Once we accept this delineation of MDM and data governance, questions naturally follow, including how the implementation of these two interrelated disciplines should take place in an enterprise and how should they be scoped and coordinated to deliver significant business value as soon as possible? While the best practices in this area are less than intuitive and, worse, still not adopted by the majority of programs, the good news is that they serve to keep the program scopes and deliverables to a manageable level and to help ensure delivery of the goals that business and IT have agreed upon.
Even before the chicken and egg
The initial best practice in the implementation of MDM is still and always will be—the creation and ratification of a specific and measurable set of agreed-upon business outcomes that result in a clear and achievable roadmap of technical and process enablement deliverables. The correlation between the successful generation of such business cases, road maps, and transformational MDM programs simply cannot be overstated. The extrapolation of this practice that still seems to elude many enterprises is that the same principle, and in fact the same resultant artifacts can and should be used to structure and prioritize the introduction of the data governance discipline in addition to, and concurrent with, MDM.
The most common scenario that serves to aid in getting both these efforts started in the optimal way is that the more senior business stakeholders who are needed to help formulate the desired operational and/or analytical outcomes will very likely also be needed to play significant roles within the newly created virtual data governance organization. The term “virtual” is used here in the sense that, at least in the beginning, every data governance participant will very likely still have a “day job” until and unless some significant level of business value is seen to exist in having full-time data stewards. In fact, in many midsized and smaller organizations, this group remains virtual on a long-term, if not permanent, basis.
Depending on the structure of the larger enterprise, the more senior members of this group of stakeholders often end up comprising the critical mass of the data governance council or board. They may even need to function as data owners or data stewards in the early days of the live program. As such, they must be sold on assuming any of these roles as early in this process as possible. The recommended best practice here is to start these recruitment discussions as soon as is prudent during the business case and roadmap interactions, always taking organizational politics into account. If a single executive sponsor for data governance has not yet been identified, this would be the time to do so. One pitfall to avoid during this stage is to ask senior business executives, and possibly even their counterparts in IT, for their support of the data governance initiative. It is much better to start right out of the gate using the word “participation,” as too many executives interpret “support” to mean sending a forceful email out each quarter reminding subordinates of the importance of the effort. Data governance, and therefore, MDM, will require far more care and feeding than this during the formative stages to become successful, and in many cases, transformational.
Hatching the eggs (or is it the chickens?)
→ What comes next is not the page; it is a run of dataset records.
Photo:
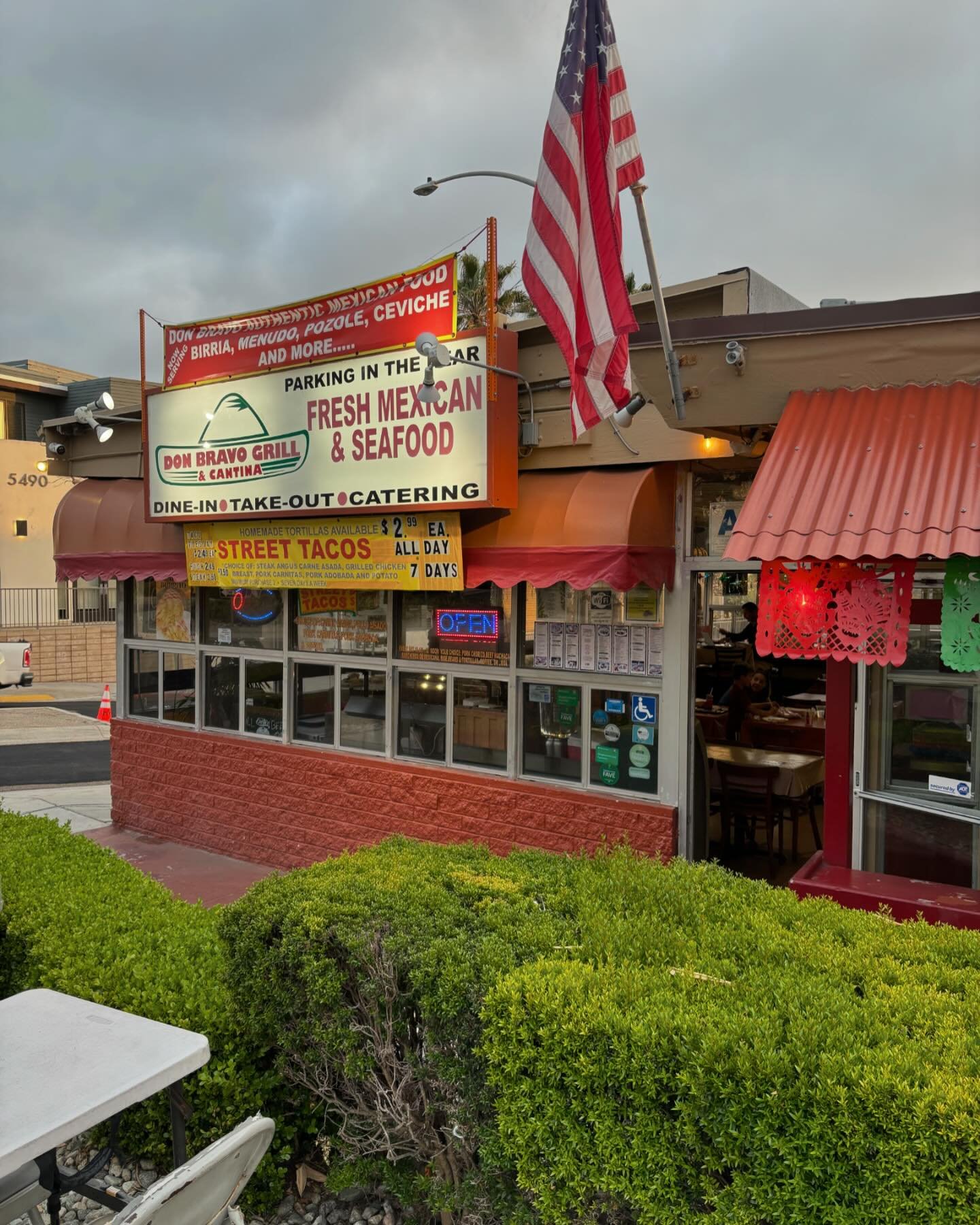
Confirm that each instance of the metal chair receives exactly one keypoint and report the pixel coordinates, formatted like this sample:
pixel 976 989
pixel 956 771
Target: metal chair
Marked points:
pixel 21 1192
pixel 203 1190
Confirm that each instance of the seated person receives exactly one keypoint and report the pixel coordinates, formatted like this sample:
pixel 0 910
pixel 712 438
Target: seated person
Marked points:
pixel 749 695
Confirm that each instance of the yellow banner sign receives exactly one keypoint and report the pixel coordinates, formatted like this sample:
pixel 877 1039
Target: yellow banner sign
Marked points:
pixel 410 553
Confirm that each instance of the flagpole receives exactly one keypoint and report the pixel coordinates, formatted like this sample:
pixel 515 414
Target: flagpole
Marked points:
pixel 670 357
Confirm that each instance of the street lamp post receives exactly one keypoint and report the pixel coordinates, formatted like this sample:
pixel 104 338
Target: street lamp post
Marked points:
pixel 430 185
pixel 670 357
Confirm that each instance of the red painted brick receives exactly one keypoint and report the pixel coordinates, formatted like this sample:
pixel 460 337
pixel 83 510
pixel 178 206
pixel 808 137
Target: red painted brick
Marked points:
pixel 288 806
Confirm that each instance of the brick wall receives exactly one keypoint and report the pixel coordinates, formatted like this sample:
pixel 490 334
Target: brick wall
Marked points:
pixel 288 806
pixel 69 652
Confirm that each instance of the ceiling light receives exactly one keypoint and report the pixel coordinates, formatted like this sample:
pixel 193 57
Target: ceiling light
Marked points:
pixel 624 418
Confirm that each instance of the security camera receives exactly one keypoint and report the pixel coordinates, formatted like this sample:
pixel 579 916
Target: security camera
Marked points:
pixel 429 347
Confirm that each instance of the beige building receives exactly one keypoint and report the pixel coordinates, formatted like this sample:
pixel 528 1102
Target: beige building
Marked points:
pixel 70 626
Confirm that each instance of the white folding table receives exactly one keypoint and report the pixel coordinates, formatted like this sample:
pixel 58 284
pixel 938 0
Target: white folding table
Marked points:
pixel 67 1065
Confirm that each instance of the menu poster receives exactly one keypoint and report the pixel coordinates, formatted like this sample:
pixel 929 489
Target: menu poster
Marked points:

Once a set of outcomes has been formulated and ratified, the next step is for IT to reverse-engineer a data model that describes only the entities and the attributes required to service those outcomes or at a minimum establish the initial deliverables. Once achieved, the next step is to map the data sources for those elements to the model. The key in coordinating MDM and data governance is to logically, and physically, separate the target master data from the non-master data in the model. This is because only the master data—which tends to be state-driven, slowly changing and widely shared that repeats logically across multiple sourceswill be managed within the MDM system. Depending on the target use cases, the non-master, event-driven data such as transactions and interactions will be housed in either a third, normal form data hub for operational use cases and/or a dimensional data warehouse for analytical ones. The data governance organization will be responsible for both categories of data and quite possibly more than these two as time goes on.
Supported by their IT counterparts, it’s at this point in the process where the business stakeholders’ participation in, and ownership of, data governance begins in earnest at all levels. In most organizations, formal meetings will need to be held that have multiple objectives: resolving definitional conflicts between sources for each data element, recording the resultant technical and business definitions, lineage and mapping/transformation rules, and creating and documenting data quality rules. The conflict resolution process—which usually focuses on master data, as this data tends to have multiple physical sources—is required in cases such as different data sources either implicitly or explicitly embodying different definitions for entities, such as customer or product, which align to common master data domains. The objective is to consolidate down to the number of legitimately different definitions by identifying those that are really the same, and then adjust the data model to accommodate the real differences.
For example, a company that has historically behaved from a data management perspective as if it had a single definition for customer, discovers during the mapping analysis process that they really have six different definitions according to how the data elements in question are populated and/or used. After meeting to explore this scenario, and with the senior business stakeholders on hand to adjudicate any healthy conflict, they realize that they actually have three distinct categories of customer, not one and not six. They agree with IT to create a subtype attribute in the customer entity to store this information in the MDM data model going forward and in the resultant metadata.
Some organizations acquire dedicated data governance or data catalog technology to track metadata, while others treat metadata as an additional master data domain and manage it within their MDM system. Once all conflicts have been resolved, the remaining metadata described previously can be captured, and the data quality rules created and recorded. This concludes the initial implementation of the policy creation and management phase of data governance, as ongoing periodic meetings are scheduled to track progress and resolve any further issues as they arise. The MDM data model and system, as well as any ancillary data stores, may now be configured, loaded, and integrated with the various operational and analytical systems according to the desired business outcomes. The training of any end-user areas whose processes have changed may take place, and data stewards can be updated as appropriate as the monitoring and execution phase of data governance is materialized.
Managing all entities in the chicken coop
The reconciliation process described above can certainly be arduous in many, if not most, enterprises. However, it is an essential process that reinforces the need to limit the initial scope of both the MDM and data governance initiatives to those data elements required to deliver real business value in a timely fashion. Just as damaging as the idea that “we have to master all of our customer data” is the belief that we have to get all of our customer data under governance. By managing the scope of both efforts to the agreed deliverables, the business can more easily own and champion those governance processes to deliver ongoing value, rather than have them languish as just more IT overhead delivering minimal, or even negative, business benefit as technical debt increases. Moreover, the business can now align both processes and analytics to a data model that supports how it actually operates so they can continually adjust IT’s processes as needed to move the business forward.